Les panélistes ont dressé un répertoire des causes des hésitations vaccinales. Ils énumèrent la méfiance de certaines catégories de populations vis-à-vis des gouvernants, des fabricants et de tout ce qui vient de l’extérieur. Ils parlent aussi de la peur entretenue par des exemples qui peuvent être réels. Ils relèvent que ce qui est mal « c’est de partir de cas réels grossis de sorte à créer une panique réelle au sein de la population ».

Déconstruire les mauvaises croyances et les mauvaises informations

Les médecins ont également fait noter que l‘information insuffisante ou contradictoire peut aussi être à l’origine des résistances à la vaccination. Au même titre, ils classent certaines croyances religieuses qui empêchent ou qui contredisent ou même qui proscrivent carrément certains actes, dont la vaccination. Pour une catégorie de la population, la confiance en sa propre immunité pousse à refuser les vaccins.
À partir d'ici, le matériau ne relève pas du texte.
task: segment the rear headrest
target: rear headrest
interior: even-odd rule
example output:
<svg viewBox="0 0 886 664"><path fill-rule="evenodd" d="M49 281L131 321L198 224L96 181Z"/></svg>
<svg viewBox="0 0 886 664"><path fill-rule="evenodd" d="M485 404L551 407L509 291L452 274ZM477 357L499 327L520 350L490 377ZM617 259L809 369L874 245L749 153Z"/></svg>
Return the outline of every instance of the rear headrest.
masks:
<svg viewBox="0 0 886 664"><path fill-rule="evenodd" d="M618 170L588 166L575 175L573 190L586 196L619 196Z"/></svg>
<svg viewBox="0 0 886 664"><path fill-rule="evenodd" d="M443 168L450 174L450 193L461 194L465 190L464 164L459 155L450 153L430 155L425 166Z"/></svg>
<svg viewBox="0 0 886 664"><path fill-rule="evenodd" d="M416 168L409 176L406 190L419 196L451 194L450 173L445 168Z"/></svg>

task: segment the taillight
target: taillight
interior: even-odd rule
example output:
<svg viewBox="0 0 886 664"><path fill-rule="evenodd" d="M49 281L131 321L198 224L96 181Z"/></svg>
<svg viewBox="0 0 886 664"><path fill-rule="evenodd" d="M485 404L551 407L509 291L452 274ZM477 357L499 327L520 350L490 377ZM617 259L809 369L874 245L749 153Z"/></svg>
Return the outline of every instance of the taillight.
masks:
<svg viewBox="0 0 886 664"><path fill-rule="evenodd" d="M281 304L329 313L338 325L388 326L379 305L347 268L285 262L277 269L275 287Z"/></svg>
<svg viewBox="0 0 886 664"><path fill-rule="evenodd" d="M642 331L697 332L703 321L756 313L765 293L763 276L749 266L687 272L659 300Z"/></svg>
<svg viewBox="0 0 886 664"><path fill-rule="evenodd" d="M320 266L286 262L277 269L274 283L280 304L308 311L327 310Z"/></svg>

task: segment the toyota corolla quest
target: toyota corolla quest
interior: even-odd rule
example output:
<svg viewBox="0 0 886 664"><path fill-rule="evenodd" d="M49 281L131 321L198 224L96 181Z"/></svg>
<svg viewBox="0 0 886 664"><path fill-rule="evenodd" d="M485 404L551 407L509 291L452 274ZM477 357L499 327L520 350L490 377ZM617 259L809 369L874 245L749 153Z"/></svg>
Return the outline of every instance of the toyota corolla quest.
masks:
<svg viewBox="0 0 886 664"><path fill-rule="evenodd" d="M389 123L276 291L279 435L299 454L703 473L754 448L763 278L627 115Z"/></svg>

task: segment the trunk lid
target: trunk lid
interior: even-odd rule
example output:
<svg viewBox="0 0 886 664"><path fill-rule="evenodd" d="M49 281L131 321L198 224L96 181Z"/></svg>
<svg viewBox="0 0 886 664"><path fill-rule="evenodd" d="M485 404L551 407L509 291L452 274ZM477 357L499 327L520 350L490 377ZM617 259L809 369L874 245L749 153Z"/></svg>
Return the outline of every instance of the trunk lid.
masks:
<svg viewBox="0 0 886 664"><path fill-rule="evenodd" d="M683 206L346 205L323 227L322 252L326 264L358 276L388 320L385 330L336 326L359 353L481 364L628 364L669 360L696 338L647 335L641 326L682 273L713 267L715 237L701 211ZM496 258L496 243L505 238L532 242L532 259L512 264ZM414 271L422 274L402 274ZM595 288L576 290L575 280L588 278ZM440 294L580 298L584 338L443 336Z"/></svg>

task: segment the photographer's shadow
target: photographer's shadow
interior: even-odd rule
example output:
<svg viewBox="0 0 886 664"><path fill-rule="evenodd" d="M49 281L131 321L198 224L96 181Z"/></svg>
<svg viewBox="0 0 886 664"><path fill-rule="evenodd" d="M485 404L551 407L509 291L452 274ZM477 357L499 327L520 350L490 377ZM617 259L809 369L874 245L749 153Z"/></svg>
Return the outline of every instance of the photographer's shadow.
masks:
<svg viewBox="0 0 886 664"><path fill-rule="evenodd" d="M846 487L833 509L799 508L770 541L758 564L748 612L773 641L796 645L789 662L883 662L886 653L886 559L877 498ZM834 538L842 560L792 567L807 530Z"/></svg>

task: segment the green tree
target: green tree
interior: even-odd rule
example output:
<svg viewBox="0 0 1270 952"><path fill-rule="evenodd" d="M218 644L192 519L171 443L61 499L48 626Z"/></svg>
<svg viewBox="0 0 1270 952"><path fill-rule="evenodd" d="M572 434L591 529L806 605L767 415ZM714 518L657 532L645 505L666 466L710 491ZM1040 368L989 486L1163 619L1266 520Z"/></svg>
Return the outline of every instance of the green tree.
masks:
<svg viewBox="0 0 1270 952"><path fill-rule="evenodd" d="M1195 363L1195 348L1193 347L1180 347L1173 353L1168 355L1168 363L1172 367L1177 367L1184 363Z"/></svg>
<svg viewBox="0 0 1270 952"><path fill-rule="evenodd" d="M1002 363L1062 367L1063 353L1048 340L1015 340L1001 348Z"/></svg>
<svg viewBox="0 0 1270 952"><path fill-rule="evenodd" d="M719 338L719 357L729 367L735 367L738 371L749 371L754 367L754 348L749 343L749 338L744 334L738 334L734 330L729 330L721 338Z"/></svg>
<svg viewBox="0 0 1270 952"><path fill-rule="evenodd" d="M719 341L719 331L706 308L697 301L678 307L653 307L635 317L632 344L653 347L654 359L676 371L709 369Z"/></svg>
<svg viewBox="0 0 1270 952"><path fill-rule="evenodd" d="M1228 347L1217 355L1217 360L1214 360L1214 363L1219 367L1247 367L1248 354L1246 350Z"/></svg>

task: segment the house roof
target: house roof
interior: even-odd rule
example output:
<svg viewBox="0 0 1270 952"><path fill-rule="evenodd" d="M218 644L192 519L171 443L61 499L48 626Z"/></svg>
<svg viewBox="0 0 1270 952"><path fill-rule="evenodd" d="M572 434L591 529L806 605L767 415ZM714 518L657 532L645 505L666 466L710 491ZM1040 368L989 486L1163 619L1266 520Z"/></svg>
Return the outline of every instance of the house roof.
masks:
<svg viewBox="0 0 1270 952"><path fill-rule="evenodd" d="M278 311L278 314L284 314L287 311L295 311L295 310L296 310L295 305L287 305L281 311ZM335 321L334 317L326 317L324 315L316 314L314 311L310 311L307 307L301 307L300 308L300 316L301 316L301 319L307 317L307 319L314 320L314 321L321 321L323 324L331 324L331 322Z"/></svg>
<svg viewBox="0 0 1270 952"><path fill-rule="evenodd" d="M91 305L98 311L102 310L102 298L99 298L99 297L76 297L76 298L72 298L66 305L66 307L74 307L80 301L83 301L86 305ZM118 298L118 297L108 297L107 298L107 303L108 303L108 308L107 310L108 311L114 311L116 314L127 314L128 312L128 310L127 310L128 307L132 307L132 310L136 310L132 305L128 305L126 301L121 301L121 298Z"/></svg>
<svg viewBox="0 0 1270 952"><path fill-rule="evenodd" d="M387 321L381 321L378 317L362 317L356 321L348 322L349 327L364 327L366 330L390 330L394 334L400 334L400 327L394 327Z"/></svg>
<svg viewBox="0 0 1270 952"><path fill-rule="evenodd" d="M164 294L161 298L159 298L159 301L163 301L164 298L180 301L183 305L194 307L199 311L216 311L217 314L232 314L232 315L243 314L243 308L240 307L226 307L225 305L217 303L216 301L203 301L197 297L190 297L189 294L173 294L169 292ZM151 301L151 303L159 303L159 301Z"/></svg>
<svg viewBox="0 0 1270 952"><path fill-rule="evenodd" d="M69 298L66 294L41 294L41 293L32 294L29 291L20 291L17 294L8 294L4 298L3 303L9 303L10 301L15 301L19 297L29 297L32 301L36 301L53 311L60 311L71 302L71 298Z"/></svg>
Ces personnes pensent qu’elles sont faites pour résister à toute sorte de maladie, considérant ainsi la vaccination comme inutile.  

Comme solutions, les panélistes préconisent de déconstruire ces mauvaises croyances, les mauvaises informations…Par ailleurs, ils reconnaissent que, d’un point de vue éthique, l’on ne peut pas obliger quelqu’un à se faire vacciner. Même s’ils font remarquer qu’il y a des nuances. « Imaginez-vous que l’Ebola éclate ici. Et tout le monde a peur. Même la COVID, qui n’était pas si grave que l’Ebola. Tout le monde avait peur. S’il y a beaucoup de morts, et on trouve un vaccin sûr, avec une innocuité parfaite, avec une efficacité presque à 100%, pendant que les gens meurent et la pandémie augmente. Est-ce que quelqu’un peut dire, ah, je ne veux pas ? », se demande Pr Jacques Simporé.

Les panélistes concluent que l’on ne peut obliger un citoyen à se faire vacciner. Par contre, dans des moments cruciaux, l’État peut dire, « pour la santé publique, il faut que tu te vaccines ». Pr Jacques Simporé insiste sur le cas des enfants. « Les enfants viennent au monde avec une immunité innée. C’est la capacité de défense de base qu’ils ont. C’est une sorte d’héritage maternel. Mais cela ne dure pas dans le temps », explique-t-il, comme pour relever l’importance de les vacciner en vue d’ « activer une seconde ligne de défense de l’enfant qu’on appelle immunité adaptative ».